Why Small Businesses Win with Video
Large brands have budgets; small businesses have proximity. Video lets you lean into that advantage.
- Trust: People buy from people they recognize.
- Clarity: A 60-second video can replace a long page of text.
- Reach: Platforms often prioritize video in feeds.
- Efficiency: One shoot can produce multiple clips.
How to Get Started (A Simple Checklist)
You don’t need a studio—just a plan.
- Pick one goal. (Educate, generate leads, or answer FAQs.)
- Choose one platform.

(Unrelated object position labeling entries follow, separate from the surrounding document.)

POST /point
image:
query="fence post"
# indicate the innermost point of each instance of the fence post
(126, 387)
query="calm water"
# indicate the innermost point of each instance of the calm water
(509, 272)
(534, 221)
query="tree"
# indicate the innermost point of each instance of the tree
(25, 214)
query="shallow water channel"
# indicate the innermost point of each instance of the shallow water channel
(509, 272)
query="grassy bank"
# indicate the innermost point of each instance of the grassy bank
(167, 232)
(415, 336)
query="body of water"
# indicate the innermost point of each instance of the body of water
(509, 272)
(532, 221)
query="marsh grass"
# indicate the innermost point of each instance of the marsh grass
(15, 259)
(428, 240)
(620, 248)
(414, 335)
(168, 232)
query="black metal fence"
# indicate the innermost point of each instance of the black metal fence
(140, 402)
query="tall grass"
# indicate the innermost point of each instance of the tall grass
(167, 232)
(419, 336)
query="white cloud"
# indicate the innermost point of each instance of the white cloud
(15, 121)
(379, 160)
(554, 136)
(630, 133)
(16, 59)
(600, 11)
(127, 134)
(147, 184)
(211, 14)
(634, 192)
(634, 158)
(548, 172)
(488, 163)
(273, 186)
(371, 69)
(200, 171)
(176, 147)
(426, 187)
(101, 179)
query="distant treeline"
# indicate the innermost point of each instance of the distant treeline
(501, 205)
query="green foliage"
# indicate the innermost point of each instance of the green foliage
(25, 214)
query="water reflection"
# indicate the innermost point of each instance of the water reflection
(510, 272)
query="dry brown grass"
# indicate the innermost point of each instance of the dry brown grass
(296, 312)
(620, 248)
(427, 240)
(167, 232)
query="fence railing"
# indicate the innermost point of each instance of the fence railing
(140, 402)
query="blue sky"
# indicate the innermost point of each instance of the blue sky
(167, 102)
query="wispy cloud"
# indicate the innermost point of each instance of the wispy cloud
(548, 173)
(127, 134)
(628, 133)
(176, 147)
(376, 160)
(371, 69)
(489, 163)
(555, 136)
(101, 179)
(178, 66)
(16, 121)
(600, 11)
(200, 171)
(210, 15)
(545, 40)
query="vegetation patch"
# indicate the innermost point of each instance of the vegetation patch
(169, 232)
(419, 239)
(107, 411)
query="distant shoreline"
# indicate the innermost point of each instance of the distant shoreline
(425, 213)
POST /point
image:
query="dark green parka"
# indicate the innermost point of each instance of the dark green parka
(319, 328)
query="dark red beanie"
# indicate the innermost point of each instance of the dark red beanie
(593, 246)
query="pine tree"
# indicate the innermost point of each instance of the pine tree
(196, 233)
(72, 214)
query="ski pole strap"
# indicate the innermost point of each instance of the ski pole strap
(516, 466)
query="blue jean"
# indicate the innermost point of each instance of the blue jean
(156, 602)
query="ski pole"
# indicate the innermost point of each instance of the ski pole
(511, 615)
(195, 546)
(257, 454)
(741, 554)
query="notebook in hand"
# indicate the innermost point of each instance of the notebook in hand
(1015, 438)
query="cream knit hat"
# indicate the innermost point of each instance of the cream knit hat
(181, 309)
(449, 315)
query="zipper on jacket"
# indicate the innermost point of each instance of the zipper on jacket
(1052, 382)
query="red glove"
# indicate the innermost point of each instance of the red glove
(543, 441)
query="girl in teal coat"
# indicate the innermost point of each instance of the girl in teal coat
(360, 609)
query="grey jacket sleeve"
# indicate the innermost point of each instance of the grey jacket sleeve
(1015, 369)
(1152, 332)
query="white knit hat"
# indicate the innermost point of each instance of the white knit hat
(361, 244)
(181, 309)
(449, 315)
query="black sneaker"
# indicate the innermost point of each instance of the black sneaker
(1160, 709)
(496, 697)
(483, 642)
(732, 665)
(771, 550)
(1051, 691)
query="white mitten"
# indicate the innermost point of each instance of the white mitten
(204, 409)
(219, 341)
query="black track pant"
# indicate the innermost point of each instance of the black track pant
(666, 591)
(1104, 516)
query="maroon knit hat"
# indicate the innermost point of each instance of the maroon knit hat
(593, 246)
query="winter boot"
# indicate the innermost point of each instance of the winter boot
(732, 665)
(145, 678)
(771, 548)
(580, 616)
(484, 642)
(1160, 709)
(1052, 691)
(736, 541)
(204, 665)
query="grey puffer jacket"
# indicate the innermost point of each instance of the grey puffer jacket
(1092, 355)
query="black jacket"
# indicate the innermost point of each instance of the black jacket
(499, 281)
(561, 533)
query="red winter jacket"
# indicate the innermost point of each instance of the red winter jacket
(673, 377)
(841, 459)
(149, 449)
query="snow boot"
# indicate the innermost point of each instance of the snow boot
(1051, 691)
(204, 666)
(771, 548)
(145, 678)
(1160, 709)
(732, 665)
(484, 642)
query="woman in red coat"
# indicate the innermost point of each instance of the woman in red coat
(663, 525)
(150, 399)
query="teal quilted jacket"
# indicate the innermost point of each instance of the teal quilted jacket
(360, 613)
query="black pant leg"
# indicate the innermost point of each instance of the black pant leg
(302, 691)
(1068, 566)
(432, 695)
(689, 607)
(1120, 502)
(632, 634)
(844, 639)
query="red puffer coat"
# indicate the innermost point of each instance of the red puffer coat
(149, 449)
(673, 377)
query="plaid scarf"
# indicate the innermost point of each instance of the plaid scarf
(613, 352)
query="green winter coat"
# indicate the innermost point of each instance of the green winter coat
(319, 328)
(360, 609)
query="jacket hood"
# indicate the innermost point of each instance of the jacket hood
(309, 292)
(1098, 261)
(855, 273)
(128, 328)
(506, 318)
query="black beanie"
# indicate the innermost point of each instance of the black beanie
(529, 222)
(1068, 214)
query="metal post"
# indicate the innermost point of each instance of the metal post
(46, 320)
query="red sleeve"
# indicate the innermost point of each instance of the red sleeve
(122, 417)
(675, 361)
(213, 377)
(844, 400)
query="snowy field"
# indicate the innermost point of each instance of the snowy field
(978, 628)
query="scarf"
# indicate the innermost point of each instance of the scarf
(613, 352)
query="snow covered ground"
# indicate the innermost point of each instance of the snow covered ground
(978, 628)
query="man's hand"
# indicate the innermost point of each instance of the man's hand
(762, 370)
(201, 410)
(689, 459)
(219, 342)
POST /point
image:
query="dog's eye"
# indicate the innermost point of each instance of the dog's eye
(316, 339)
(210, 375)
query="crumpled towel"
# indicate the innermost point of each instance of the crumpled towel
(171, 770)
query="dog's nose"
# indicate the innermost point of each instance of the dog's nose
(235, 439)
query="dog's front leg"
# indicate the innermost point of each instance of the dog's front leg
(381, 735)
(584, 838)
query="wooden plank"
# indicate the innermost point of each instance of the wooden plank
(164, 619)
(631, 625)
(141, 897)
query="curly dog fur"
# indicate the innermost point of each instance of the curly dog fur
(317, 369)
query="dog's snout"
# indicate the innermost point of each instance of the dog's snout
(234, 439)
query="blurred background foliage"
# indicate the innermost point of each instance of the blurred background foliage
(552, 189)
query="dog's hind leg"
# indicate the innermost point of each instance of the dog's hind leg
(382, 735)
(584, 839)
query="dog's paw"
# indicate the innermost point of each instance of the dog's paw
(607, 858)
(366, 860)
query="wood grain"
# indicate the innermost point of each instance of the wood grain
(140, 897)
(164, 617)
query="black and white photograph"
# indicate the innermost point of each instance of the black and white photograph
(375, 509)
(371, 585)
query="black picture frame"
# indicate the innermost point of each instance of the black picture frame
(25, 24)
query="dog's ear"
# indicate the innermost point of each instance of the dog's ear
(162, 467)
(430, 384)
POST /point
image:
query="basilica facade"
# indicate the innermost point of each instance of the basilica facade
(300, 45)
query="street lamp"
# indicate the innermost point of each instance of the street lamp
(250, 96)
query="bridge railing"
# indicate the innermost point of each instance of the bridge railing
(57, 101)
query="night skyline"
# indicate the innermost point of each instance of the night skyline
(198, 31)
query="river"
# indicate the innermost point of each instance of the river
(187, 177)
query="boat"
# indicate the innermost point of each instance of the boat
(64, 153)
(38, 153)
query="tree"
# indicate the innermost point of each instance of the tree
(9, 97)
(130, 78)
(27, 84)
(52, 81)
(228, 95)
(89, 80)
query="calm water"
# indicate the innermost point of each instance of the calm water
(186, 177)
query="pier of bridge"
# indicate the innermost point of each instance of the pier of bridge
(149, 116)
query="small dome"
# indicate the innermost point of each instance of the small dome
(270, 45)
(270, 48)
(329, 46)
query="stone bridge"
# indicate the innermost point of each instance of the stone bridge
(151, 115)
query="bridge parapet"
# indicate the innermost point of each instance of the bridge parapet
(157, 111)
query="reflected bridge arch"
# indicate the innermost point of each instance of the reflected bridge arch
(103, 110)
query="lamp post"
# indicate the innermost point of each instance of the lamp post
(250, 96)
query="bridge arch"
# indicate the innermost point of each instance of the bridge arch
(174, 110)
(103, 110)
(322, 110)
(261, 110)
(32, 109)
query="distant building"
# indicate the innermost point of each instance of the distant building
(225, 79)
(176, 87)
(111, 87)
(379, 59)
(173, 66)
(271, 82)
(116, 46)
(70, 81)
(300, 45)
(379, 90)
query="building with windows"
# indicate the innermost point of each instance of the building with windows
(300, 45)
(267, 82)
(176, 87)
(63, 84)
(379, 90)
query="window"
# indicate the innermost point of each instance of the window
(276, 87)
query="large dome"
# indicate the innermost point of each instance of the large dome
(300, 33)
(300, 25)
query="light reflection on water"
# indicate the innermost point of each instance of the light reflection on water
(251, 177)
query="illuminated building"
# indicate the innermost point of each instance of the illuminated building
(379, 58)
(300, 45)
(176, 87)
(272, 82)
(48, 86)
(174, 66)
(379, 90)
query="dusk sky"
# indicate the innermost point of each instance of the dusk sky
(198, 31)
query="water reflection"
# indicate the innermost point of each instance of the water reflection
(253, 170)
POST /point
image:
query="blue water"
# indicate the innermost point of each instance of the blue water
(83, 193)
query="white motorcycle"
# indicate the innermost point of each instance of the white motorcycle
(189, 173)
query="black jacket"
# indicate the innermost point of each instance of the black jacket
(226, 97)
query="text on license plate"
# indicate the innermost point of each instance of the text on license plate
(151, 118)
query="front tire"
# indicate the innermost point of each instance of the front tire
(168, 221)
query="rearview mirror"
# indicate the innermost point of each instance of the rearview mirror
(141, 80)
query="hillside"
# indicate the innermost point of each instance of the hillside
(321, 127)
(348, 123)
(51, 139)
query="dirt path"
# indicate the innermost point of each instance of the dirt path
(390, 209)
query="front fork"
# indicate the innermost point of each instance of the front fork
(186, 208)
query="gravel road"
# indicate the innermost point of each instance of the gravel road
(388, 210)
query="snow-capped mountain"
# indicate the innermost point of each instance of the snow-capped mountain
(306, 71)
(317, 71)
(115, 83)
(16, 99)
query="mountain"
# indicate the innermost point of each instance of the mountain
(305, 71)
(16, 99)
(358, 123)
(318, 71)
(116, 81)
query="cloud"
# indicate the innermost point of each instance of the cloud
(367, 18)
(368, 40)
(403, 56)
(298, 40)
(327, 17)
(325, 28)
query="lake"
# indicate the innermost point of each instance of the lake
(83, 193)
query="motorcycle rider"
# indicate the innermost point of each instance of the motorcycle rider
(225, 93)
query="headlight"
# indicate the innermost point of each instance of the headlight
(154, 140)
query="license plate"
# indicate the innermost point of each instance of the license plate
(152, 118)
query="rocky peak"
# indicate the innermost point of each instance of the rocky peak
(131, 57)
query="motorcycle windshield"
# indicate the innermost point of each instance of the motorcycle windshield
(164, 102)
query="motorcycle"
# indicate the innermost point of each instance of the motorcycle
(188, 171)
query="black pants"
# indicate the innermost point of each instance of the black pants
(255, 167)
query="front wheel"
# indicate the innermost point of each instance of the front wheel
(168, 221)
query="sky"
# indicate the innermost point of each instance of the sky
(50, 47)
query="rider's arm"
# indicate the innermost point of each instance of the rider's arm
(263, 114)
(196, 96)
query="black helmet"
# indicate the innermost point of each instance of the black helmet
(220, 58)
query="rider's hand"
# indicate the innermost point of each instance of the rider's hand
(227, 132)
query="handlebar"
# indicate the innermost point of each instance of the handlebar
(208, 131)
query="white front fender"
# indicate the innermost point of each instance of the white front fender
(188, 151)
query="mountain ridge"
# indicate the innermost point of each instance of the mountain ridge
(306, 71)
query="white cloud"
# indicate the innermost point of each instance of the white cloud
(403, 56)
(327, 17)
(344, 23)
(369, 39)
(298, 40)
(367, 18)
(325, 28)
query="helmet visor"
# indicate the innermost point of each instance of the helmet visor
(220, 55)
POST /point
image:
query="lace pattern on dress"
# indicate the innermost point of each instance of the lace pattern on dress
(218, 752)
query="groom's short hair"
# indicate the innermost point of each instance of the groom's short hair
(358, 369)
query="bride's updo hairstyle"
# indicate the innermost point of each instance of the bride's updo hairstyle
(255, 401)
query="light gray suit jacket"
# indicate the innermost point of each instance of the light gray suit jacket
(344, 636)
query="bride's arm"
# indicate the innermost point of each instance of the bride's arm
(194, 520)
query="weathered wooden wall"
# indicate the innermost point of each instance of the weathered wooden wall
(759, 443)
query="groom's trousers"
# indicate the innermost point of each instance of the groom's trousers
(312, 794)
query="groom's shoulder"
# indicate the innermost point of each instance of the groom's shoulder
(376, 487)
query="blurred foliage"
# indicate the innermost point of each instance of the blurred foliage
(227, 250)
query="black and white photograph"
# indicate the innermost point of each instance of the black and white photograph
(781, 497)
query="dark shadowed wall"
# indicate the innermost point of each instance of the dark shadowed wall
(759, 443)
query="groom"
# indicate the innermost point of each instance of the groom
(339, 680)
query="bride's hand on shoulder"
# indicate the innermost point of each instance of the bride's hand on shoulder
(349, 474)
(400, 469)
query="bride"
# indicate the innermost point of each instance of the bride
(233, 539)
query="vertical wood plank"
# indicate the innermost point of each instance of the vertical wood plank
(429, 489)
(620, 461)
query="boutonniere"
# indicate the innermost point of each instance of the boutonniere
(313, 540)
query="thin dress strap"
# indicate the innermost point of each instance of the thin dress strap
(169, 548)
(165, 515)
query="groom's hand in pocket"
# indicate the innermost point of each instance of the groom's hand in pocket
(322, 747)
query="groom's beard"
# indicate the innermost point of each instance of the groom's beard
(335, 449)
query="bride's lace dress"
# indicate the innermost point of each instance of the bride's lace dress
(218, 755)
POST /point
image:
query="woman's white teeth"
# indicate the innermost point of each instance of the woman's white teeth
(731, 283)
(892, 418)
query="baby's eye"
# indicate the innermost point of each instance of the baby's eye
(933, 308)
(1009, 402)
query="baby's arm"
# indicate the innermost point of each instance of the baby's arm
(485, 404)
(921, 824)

Start where your customers already are.
- Write a short outline. One idea per video.
- Use what you have. A smartphone and good lighting work.
- Add a clear next step. Visit a page, call, or subscribe.
Repeat weekly for a month before judging results.
Formats That Work (and When to Use Them)
| Video Type | Best Use Case | Typical Length |
|---|---|---|
| Explainer | Introduce a product or service | 60–120 seconds |
| Testimonial | Build trust and social proof | 30–90 seconds |
| How-to | Answer a common question | 45–180 seconds |
| Short tip | Stay visible on social | 15–45 seconds |
Mix formats to keep things fresh without reinventing your approach.
A Useful Resource to Build Better Videos
If you want straightforward guidance on planning and filming effective videos without getting overwhelmed, Wistia’s Learning Center is a strong resource for small business owners.
It covers practical topics like scripting, lighting, and measuring performance, all explained in clear, non-technical language .
FAQ
Do I need to be on camera?
Not always. Screen recordings, slides, or voiceovers work too.
How often should I post videos?
Consistency matters more than frequency. Once a week is enough to start.
Are longer videos better?
Only if they stay focused. Short videos usually perform better for discovery.
Video marketing doesn’t require perfection—it rewards progress. Start small, focus on helping your audience, and reuse what you create across channels. Over time, those simple videos become a library that works for your business even when you’re not.